Simultaneous EEG-fMRI data were collected at 3T with GRE-EPI (FA = 90°, TR = 3 s, TE = 36 ms, in-place resolution = 2.5 mm, number of TRs = 135). Nine participants performed short eyes-open resting-state scans and a cognitive task involving solving mathematical equations with one unknown. The task included six blocks: 45 s rest (OFF), 9 s task (ON), and 36 s rest (OFF). fMRI preprocessing was conducted using AFNI's 'afni_proc' pipeline (Cox, 1996) for signal drift correction, slice-timing correction, motion correction, MNI registration, 3 mm smoothing, and outlier removal (threshold = 0.2). Cardiac signals were recorded using a fingertip pulse oximeter, and HR was calculated per TR and resampled to match fMRI data (Chang, 2009). EEG preprocessing involved removing MRI gradient artifacts using Brain Products Analyzer, cardioballistic artifacts (Allen, 2000b) via Average Artifact Subtraction (AAS), and eye blink/muscle artifacts via ICA. Data were downsampled to 250 Hz, filtered (0.5-35 Hz), and referenced to Fz. Fatigue predictor frontal-theta split participants into two groups (Trejo, 2015). High theta levels were linked to mental fatigue (Holm, 2009) and workload during demanding tasks (Wascher, 2013). Subjects with a relative theta average absolute difference ≥ 0.5 were categorized as fatigued (Hθ) or otherwise non-fatigued (Lθ). EEG power spectral density (PSD) was used to investigate correlations with with fMRI: i.e., 1) specific brain regions, such as the Prefrontal Cortex (PFC) during the arithmetic task (Takeuchi, 2011) and the Posterior Cingulate Cortex (PCC) during resting state (Pfefferbaum, 2010); 2) physiological metrics, such as heart rate (HR); and 3) inter-regional connectivity using the Phase Lag Index (PLI) to calculate connectivity analyses (Stam, 2007d).

Results:

ARITH: (Hθ) group showed increased delta desynchronization in ARITH30. A negative correlation between EEG bands and fMRI_PFC was observed in the (Hθ) group at TASK10, indicating that caffeine initially disrupted cognitive processing. In contrast, the (Lθ) group showed a positive correlation between EEG bands and fMRI_PFC at TASK10, indicating improved cognitive processing with caffeine. During TASK30, the (Lθ) group showed suppression of delta, theta, and alpha, and increased beta activity in parietal and occipital electrodes.
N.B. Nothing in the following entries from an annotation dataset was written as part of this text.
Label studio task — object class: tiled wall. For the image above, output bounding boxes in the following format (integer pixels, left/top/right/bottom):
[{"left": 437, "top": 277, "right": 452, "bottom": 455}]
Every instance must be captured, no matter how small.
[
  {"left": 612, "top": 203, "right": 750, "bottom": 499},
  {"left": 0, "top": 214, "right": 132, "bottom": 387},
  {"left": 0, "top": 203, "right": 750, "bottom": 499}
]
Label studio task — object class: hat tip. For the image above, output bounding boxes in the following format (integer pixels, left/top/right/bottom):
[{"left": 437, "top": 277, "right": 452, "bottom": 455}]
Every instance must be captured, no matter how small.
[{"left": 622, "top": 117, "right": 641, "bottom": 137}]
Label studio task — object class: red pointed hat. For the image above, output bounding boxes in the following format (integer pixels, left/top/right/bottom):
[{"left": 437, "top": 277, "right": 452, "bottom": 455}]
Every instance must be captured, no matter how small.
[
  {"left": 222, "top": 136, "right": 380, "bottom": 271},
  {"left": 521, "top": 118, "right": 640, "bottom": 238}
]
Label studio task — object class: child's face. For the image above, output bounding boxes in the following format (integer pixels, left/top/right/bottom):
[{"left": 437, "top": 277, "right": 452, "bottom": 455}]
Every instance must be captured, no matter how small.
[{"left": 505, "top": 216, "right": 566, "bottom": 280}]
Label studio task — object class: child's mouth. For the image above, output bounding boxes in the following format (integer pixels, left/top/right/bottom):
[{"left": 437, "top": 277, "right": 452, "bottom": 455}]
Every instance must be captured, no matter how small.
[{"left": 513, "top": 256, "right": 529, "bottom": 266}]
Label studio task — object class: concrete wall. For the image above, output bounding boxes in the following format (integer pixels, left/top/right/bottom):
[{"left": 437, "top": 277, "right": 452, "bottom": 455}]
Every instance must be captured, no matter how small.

For the Hθ group, high delta activity correlated positively with HR during TASK10 but shifted to a negative delta-HR correlation and positive alpha correlation in TASK30 (Fig.1). (Hθ) group experienced delta desynchronization, while theta and alpha connectivity increased during REST30. Positive correlations between EEG bands and the PCC indicate enhanced connectivity. (Lθ) group showed an increase in alpha and beta connectivity, indicating better cerebral coordination during REST30. However, a negative REST30 fMRI_PCC correlation suggests caffeine reduces non-fatigued connectivity. (Lθ) group had a positive delta-HR correlation in REST10 and a negative theta-HR correlation in REST30. For (Hθ) group, a negative delta-HR correlation emerged in REST30, along with negative alpha correlations in REST10 (Fig.2).
Supporting Image: task_fig_jpg.jpg
   ·fig.1: Left: ROI and HR-EEG Correlation, (top left) EEG and fMRI_PFC correlation, (bottom left) HR-EEG correlation, Right: PLI matrices (Delta, Theta, Alpha and Beta) for t = 10 min and t = 30 min
Supporting Image: resting_fig_jpg.jpg
   ·fig.2: Left: ROI and HR-EEG Correlation, (top left) EEG and fMRI_PCC correlation, (bottom left) HR-EEG correlation, Right: PLI matrices (Delta, Theta, Alpha and Beta) for t = 10 min and t = 30 min
 

Conclusions:

Our study on caffeine's effects on brain and heart rate using EEG bands showed distinct effects. Caffeine improves arousal and cognition with increased fMRI_PCC delta and theta and fMRI_PFC alpha and beta synchronization during rest and tasks, especially the (Lθ) group.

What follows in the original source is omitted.